Как совершенно справедливо отмечала В. И. Постовалова, "в рамках антропологической лингвистики могут быть объединены и успешно развиты на единой методологической основе такие направления лингвистики, как лингвогносеология, предметом которой является познавательная функция языка как формы представления познаваемого человеком мира, лингвосоциология (социолингвистика), изучающая взаимоотношения языка и общества, лингвопсихология (психолингвистика), изучающая взаимоотношения языка и индивида, лингвобихевиорология (лингво-праксеология), изучающая роль языка в практическом поведении человека, лингвокультурология, изучающая взаимоотношения языка и культуры, лингвоэтнология (этнолингвистика), ориенти-рующаяся на рассмотрение взаимосвязи языка, духовной культу-ры народа, народного менталитета и народного творчества, лин-гвопалеонтология, исследующая связи языковой истории с историей народа, его материальной и духовной культурой, географической локализацией, архаическим сознанием" [Постовалова
1988,9 и сл.].
Приведенная цитата дает полное представление о том, что может быть объединено благодаря признанию антропологического принципа в качестве методологической основы, т. е. определенной предпосылки исследования, и безусловный интерес при этом представляет и тот факт, что многие ученые призывают тоже превратить лингвистику и смежные науки в нечто более целостное и компактное, но под другим методологическим "зонтиком" — когнитивным. Так, выдвигая новую общую теорию языка, Ян Ньютс называет ее "когнитивно-прагматической": сего-
дня, — подчеркивает он, — область науки о языке вряд ли можно охарактеризовать как нечто связное, это скорее конгломерат различных сфер познания языка со своими собственными объектами анализа. Возникает вопрос, под эгидой какой науки можно было бы собрать все это и подчинить исследование языка более цельной программе. Ответ на этот вопрос все чаще формулируется так: исследование языка — это в основе своей исследование когнитивное [Nuyts 1992, 3-5]. Но этому направлению современной науки, по мнению Ньютса, недоставало функционального измерения. Вся его монография и посвящается идее обязательного совмещения когнитивного подхода к языку с функционально-прагматическим: "развивая модель когнитивной системы и процессов, ответственных за языковое поведение говорящих, следует, по всей видимости, принять прагматическую перспективу и базировать исследование на функциональных основаниях" [Nuyts 1992,83].

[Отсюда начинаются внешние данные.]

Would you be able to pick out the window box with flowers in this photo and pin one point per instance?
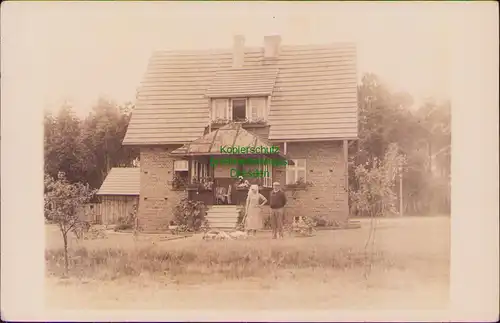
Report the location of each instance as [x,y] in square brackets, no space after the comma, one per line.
[296,175]
[300,184]
[178,183]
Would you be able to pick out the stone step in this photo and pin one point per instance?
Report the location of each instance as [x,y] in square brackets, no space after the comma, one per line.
[222,220]
[222,215]
[223,210]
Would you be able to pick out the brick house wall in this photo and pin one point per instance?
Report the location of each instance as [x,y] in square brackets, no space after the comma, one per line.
[157,198]
[325,170]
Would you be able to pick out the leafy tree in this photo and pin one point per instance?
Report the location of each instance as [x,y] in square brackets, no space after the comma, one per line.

Как ясно следует из изложенного, эти точки соприкосновения у, казалось бы, разных школ свидетельствуют и о том, что интеграционные процессы протекают в современной лингвистике интенсивнее, чем это представляется поверхностному взгляду, и что близость разных исследовательских программ выступает очевиднее всего в области их методологических предпосылок. То же самое, собственно, можно утверждать и о такой черте современной теоретической лингвистике, как ее функционализм. Этой черте, с одной стороны, более сложно дать общее определение, но, с другой, она кажется достаточно ясной на интуитивном уровне — должно быть это объясняется тем, что у функционализма выявляются более глубокие корни. Их можно связать и с деятельностью Пражского лингвистического кружка, и с целым рядом грамматических концепций отечественных языковедов. Эта линия развития, несомненно, демонстрирует наибольшую преемственность, которая существовала к тому же без особых разрывов. Вместе с тем многозначность терминов "функция" и "функциональный", служившая сама по себе предметом обсуждения на многих конференциях, затрудняет выделение четкого "общего знаменателя" для всех функциональных направлений: ср., например, такие разные версии функциональных грамматик как английская и нидерландская [Слюсарева 1985], лекси-
ческие функциональные грамматики, функциональная грамматика А. В. Бондарко [Бондарко 1983; Теория функциональной грамматики 1987], некоторые другие варианты функциональной грамматики в отечественном языкознании [Слюсарева 1987], в которых указанные термины получают разную интерпретацию.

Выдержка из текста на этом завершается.